Generate and inspect unique identifiers across six common schemes: UUID v4 (random, via the browser crypto.randomUUID), UUID v1 (timestamp plus node), ULID (26-character Crockford Base32, lexicographically sortable), NanoID (URL-safe, customizable length), CUID (collision-resistant, prefixed with c), and Snowflake (Twitter-style 64-bit IDs that pack a timestamp, datacenter ID, worker ID, and sequence). Pick a type, set a count for bulk generation, and copy individually or all at once. A separate Validate & Parse mode takes any ID you paste, auto-detects its format, and breaks it down, including pulling the embedded timestamp out of UUID v1 and ULID, and decoding the timestamp, datacenter ID, worker ID, and sequence number from a Snowflake ID.
The six ID types solve different problems. UUID v4 is 122 random bits and is the safe default when you just need a unique value and do not care about ordering. UUID v1 and ULID and Snowflake are time-ordered, so newly generated IDs sort roughly by creation time, which is useful as database primary keys because it keeps index inserts near the end of the B-tree instead of scattering them. ULID and NanoID are more compact than a 36-character UUID: ULID is 26 characters of Crockford Base32 (no I, L, O, or U to avoid ambiguity), and NanoID defaults to 21 URL-safe characters but you can shorten or lengthen it here. CUID is designed to be collision-resistant in distributed clients, and Snowflake encodes infrastructure metadata directly in the number.
The Validate & Parse mode is the part most generators skip. Paste a UUID and it confirms the version and the RFC 4122 variant; paste a UUID v1 and it reconstructs the 100-nanosecond timestamp and shows the real date; paste a 26-character ULID and it decodes the leading 48-bit timestamp; paste a Snowflake ID and it shifts out the timestamp (relative to the Twitter epoch), datacenter ID, worker ID, and sequence.

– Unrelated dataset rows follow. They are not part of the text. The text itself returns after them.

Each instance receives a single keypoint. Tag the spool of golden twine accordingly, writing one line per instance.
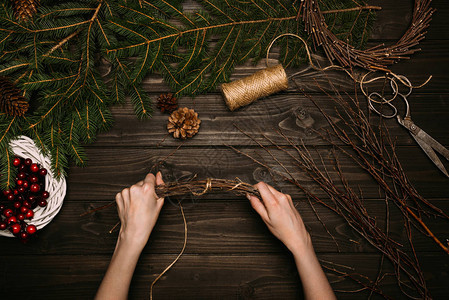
(248, 89)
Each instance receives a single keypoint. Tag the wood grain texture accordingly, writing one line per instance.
(225, 226)
(194, 277)
(294, 114)
(112, 169)
(230, 253)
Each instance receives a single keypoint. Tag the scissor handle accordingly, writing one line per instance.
(383, 102)
(394, 85)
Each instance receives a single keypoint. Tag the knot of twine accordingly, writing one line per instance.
(274, 79)
(206, 189)
(248, 89)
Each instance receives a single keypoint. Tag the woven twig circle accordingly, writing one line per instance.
(25, 147)
(375, 58)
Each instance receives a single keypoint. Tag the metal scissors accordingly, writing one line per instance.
(428, 144)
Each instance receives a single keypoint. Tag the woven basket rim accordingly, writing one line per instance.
(25, 147)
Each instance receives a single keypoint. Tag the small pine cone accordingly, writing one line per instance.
(183, 123)
(11, 100)
(24, 10)
(167, 103)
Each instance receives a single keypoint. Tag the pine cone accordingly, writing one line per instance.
(11, 100)
(183, 123)
(167, 103)
(24, 10)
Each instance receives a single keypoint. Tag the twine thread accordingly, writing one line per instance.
(248, 89)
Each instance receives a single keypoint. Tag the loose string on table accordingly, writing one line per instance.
(274, 79)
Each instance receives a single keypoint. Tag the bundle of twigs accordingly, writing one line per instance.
(374, 151)
(196, 188)
(201, 187)
(375, 58)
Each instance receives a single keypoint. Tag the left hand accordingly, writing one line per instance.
(138, 209)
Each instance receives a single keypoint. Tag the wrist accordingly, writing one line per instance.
(302, 247)
(131, 241)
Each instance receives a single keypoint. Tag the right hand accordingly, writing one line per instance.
(281, 217)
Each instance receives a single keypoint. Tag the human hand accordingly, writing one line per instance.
(138, 209)
(282, 218)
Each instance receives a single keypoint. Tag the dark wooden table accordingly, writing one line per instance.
(230, 253)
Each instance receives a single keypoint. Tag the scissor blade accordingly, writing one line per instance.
(429, 151)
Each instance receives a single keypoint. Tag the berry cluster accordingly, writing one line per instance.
(16, 205)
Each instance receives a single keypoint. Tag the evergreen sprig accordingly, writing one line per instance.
(55, 59)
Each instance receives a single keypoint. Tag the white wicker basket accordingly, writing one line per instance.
(24, 147)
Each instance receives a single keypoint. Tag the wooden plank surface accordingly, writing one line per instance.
(230, 253)
(195, 276)
(225, 226)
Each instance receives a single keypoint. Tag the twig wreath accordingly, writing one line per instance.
(376, 58)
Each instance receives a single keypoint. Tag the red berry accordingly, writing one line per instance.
(8, 212)
(15, 228)
(33, 178)
(34, 188)
(26, 203)
(11, 220)
(23, 235)
(31, 229)
(3, 225)
(17, 161)
(29, 214)
(43, 172)
(34, 168)
(42, 203)
(20, 217)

It also accepts a dashless 32-hex-character UUID and reformats it into canonical 8-4-4-4-12 form. Optional prefix and suffix fields (for example user_ or _v1), an uppercase toggle, and a no-dashes toggle let you shape UUID output to match your codebase conventions. Everything runs in your browser.
UUID v4 is the safe default for general unique IDs. Choose a time-ordered type (UUID v1, ULID, or Snowflake) when you want IDs that sort by creation time, ULID or NanoID when you want a shorter string, and Snowflake when you need infrastructure metadata packed into a 64-bit number.

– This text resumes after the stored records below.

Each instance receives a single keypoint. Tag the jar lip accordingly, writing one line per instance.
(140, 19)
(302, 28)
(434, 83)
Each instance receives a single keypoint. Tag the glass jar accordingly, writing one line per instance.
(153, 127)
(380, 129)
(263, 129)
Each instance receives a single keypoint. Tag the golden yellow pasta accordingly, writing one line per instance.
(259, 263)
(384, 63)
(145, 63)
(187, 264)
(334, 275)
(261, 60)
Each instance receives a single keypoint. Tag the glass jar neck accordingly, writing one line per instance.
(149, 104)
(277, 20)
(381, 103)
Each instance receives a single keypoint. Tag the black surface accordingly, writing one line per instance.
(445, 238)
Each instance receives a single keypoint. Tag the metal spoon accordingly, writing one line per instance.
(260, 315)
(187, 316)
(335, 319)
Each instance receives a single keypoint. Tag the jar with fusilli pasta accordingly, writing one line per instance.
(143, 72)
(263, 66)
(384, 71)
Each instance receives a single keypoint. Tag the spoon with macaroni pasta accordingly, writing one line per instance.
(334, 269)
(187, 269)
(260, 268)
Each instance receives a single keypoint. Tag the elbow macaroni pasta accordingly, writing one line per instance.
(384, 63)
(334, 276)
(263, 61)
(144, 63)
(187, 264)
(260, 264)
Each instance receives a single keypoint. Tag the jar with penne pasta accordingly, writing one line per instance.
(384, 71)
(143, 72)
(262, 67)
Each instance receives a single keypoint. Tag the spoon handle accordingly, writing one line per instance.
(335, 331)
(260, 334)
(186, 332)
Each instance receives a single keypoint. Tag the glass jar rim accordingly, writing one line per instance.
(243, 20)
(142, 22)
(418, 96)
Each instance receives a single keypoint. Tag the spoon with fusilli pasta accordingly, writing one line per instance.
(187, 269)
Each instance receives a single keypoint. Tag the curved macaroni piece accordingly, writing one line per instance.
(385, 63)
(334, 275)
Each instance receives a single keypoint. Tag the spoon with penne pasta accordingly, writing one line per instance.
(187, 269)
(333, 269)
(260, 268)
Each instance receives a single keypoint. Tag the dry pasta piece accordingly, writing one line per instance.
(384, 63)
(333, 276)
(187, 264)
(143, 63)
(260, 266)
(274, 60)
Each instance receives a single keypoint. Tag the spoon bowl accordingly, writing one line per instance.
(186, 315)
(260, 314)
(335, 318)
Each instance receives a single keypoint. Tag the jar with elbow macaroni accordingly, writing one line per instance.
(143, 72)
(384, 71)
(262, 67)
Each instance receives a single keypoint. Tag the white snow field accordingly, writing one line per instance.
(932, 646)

Practically no. The probability of a collision with v4 UUIDs is astronomically low, you would need to generate over a billion UUIDs per second for decades to have a 50% chance of one duplicate.
Yes. Switch to Validate & Parse mode and paste the ID. The tool detects whether it is a UUID (and which version), a ULID, a Snowflake, or a CUID, and shows any timestamp or metadata encoded inside it.
A UUID is a 128-bit value displayed as 32 hexadecimal digits in five groups separated by hyphens: 8-4-4-4-12 (e.g., 550e8400-e29b-41d4-a716-446655440000).
Conversions run on your device in JavaScript. The values you enter are never sent over the network.